Born Bronx, NY, March 29, 1928.
Died Springfield, MO, Dec. 19, 2005.
Gigante died Monday, Dec. 19, 2005, at the federal prison in Springfield, Mo. He was 77 years old. Born in the Bronx in 1928, Gigante's "Chin" nickname was adapted from his given name of "Vincenzo."
He had a brief career as a prizefighter, beginning in 1946. His criminal career was considerably longer, spanning half a century. He entered the underworld as a protege of New York Mafia bigshot Vito Genovese. He first became known to the American public as the prime suspect in the May 1957 assassination attempt against Mafia leader Frank Costello. It is believed that Gigante, working under orders from Costello rival Vito Genovese (orders that were transmitted through group leader Tommy Eboli) cornered Costello in the lobby of his apartment house and shot him in the head at close range.

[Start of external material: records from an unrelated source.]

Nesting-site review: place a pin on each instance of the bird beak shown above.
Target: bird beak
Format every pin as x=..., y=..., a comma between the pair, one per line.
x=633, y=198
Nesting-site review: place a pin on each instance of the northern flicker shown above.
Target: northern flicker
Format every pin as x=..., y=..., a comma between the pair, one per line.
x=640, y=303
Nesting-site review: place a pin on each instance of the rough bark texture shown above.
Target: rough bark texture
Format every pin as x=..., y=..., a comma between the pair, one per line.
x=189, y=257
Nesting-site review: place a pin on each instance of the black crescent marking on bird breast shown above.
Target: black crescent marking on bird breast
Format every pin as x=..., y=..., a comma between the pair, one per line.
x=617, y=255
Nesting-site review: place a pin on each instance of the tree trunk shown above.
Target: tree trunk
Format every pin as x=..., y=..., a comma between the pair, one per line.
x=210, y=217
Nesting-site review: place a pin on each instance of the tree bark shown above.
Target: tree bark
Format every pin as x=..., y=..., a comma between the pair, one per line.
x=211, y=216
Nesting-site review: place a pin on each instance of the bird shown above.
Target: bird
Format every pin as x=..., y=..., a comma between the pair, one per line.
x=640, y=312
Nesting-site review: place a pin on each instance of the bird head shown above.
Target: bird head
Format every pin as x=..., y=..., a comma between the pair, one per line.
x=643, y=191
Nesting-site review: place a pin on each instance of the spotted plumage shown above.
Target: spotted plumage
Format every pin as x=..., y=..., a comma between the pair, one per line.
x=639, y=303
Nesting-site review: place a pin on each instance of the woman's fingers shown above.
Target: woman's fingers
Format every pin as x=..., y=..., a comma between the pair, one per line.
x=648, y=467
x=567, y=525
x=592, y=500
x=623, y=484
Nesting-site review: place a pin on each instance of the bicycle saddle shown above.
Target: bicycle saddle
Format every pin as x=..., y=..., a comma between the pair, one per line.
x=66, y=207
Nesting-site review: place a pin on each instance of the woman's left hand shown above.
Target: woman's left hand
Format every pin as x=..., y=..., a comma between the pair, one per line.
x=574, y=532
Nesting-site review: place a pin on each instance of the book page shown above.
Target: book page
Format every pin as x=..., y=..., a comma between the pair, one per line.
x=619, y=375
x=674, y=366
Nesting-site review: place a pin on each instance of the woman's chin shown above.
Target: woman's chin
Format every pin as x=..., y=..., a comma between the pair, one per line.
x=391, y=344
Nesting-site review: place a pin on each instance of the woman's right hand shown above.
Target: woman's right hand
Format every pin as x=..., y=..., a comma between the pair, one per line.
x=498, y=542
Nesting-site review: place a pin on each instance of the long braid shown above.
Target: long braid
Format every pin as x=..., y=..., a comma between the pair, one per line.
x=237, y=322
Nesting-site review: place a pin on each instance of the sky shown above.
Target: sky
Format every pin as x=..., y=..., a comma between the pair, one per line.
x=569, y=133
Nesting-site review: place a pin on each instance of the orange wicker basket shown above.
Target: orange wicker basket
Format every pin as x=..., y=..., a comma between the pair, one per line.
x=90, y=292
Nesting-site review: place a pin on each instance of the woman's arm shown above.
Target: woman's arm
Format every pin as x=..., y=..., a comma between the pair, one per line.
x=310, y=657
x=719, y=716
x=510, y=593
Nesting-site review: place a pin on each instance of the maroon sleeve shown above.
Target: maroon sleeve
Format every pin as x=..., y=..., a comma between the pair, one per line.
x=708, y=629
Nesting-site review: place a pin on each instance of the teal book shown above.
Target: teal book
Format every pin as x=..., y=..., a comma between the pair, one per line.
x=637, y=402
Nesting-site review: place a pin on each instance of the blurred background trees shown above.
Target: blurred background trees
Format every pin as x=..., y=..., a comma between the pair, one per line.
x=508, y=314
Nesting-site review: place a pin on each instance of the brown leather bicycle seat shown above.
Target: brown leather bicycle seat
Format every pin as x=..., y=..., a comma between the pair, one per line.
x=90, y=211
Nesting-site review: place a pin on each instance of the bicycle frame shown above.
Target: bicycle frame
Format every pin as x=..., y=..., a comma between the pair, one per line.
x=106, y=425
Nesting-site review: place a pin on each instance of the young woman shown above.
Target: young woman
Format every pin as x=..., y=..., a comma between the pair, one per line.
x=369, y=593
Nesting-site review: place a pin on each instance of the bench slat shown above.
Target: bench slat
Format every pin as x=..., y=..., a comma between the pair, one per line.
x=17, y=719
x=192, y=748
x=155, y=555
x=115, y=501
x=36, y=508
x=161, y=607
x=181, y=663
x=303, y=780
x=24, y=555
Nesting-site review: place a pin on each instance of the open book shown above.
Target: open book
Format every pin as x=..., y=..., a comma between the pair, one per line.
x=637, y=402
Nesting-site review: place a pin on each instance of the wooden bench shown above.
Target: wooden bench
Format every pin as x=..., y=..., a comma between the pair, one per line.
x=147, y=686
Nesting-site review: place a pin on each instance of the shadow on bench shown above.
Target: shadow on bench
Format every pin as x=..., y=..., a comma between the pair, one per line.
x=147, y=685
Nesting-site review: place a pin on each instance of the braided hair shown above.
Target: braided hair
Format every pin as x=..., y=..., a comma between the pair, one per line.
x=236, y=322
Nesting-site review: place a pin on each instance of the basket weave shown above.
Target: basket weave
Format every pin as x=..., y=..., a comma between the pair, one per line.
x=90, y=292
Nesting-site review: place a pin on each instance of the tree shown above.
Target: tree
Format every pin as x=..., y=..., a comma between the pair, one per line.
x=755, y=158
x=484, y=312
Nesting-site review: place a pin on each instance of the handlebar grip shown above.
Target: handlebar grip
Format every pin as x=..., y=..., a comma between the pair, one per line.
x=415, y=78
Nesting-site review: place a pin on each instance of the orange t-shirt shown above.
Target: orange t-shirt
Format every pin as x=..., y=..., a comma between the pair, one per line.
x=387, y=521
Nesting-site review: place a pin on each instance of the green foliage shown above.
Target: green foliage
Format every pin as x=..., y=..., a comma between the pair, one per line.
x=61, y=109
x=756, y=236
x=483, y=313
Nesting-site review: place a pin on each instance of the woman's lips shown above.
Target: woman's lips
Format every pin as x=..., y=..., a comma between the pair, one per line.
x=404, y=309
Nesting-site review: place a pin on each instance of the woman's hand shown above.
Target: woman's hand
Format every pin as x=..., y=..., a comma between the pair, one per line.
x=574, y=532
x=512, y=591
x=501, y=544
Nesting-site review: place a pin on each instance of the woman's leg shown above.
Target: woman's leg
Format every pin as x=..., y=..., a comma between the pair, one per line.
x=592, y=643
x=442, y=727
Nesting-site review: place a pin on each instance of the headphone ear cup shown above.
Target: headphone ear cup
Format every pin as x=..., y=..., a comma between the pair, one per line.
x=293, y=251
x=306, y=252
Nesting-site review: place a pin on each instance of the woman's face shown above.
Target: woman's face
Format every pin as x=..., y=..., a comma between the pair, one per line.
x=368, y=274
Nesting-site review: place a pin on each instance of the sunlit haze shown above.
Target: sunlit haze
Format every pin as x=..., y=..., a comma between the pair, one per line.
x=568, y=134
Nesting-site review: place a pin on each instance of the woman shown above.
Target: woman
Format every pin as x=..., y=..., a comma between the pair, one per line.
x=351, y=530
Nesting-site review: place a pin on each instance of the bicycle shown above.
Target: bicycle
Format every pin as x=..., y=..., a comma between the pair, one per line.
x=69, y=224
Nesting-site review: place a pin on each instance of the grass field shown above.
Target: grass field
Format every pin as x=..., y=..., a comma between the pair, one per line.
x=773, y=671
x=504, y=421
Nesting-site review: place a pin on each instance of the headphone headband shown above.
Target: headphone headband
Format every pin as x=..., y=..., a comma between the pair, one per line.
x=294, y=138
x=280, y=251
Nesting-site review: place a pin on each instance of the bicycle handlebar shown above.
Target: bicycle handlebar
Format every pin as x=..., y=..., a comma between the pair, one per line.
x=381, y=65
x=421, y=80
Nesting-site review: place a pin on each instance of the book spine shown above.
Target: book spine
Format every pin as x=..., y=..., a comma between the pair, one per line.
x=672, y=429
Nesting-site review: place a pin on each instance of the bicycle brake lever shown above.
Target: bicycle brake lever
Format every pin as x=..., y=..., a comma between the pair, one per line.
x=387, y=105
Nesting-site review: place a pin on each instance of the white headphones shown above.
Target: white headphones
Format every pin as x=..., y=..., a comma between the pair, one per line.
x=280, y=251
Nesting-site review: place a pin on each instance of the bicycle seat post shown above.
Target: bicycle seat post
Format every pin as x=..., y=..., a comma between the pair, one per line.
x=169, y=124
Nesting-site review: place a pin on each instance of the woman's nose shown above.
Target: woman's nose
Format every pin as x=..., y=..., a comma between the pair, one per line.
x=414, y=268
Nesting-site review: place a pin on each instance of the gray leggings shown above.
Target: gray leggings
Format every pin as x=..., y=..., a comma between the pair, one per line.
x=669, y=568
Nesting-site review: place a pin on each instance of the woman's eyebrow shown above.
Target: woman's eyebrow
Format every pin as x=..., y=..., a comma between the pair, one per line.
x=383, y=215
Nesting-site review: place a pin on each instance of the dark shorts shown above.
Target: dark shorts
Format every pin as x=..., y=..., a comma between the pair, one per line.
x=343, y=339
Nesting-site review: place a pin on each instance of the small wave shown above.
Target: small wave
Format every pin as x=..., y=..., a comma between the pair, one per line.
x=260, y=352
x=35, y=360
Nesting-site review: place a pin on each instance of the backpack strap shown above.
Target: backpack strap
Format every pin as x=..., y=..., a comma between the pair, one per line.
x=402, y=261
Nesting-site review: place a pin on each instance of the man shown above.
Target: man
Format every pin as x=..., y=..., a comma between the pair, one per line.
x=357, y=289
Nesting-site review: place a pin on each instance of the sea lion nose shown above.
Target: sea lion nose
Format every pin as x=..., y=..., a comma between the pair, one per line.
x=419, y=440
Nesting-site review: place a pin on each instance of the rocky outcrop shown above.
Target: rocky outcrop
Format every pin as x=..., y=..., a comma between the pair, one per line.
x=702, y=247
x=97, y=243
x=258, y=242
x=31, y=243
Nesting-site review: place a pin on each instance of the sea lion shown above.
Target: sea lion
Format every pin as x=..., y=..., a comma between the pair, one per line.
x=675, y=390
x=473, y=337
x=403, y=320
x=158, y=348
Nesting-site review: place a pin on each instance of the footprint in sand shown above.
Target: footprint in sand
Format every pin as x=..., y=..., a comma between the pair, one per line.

The bullet only grazed Costello, however. Costello's refusal to testify against Gigante, a man Costello insisted was "a friend," led to Gigante's acquittal. Costello retired as boss of the Luciano family, leaving the operation to Genovese.
Gigante was convicted of drug trafficking in 1959 and was sentenced to five years in prison. His Mafia credentials were greatly enhanced by his prison term. After his release, Gigante served in leadership roles in the Genovese family. Genovese, himself, was in prison and controlled the family through acting bosses such as Gerardo Catena and Tommy Eboli.
Gigante eventually became boss of the family, though the date of his accession is uncertain. Most likely it did not occur until the early 1980s.
Gigante screened his involvement in the Mafia clan by having Anthony "Fat Tony" Salerno (who died in 1992) pass himself off as the family boss. Gigante also did his best to portray himself as a helpless paranoid schizophrenic. He wandered the streets of Greenwich Village in his pajamas, often conducted public conversations with himself and was once found hiding under an umbrella in his shower.
Prosecutors had success against Salerno but could not score a conviction against Gigante until 1997 (his feigned mental illness delayed proceedings on that matter by seven years). By then, the boss's mental illness act had earned him a new nickname, "the Oddfather."
Gigante was sentenced to a dozen years for racketeering in 1997. Additional charges were brought against him after that.